The reef reforms are just another blow for the Maryborough Mill after concerns earlier this month road curfews along critical transport routes and new B-Double permit requirements threatened an already shortened crush season.

The curfews, which effectively ban night operations, mean farmers now have to wait to start harvesting of a morning and trucks can only operate for six hours out of 24.

The night operation curfew only applies on approved Sunshine Coast roads and only applies to B Double combinations.

The only Maryborough night curfew is on Lennox St, and the use of this route will be phased out by the end of 2020.

Cameron Waterson, Canegrowers Association district manager for Maryborough, said the impacts of the limited transports could be felt at the local mill.

"In a worst-case scenario, it would become unviable for growers from the Sunshine Coast to transport," he said.

"In turn, we lose about 48,000 tonnes of crush. That changes it from what's already not a good season to a poor one."

Sunshine Coast cane farmers contribute about eight per cent of all volume for the Maryborough Mill and are not viable without B Double access.

Minister for Environment and the Great Barrier Reef Leeanne Enoch said she had been travelling through regional Queensland and she had seen first-hand how hard some farmers had been working to reduce run-off and improve water quality.

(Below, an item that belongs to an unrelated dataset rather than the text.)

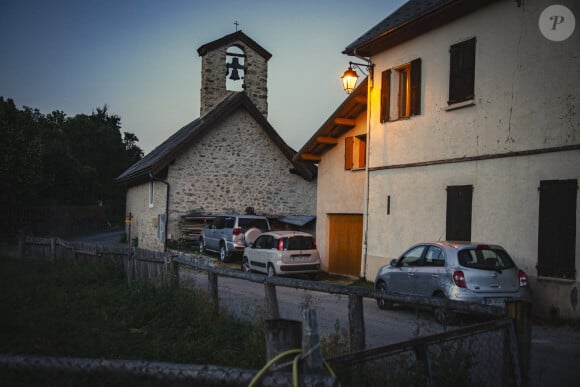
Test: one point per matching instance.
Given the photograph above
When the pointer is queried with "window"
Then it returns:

"The proposed legislation includes industry's own accepted Best Management Practices," she said.

"Since 2012, the Queensland Government has provided the agricultural sector around $110 million to improve water quality and support productive and profitable industries.

"Of this, $55 million went to the cane sector.

"However, uptake has not been fast enough, and water quality is poor.

"Best management practices for farmers, more efficiency and more profitability, with the result being a far healthier reef.

"As part of the new legislation package we are also providing an extra $10 million directly to farmers to help with their costs sourcing agronomic advice to support their improved practice."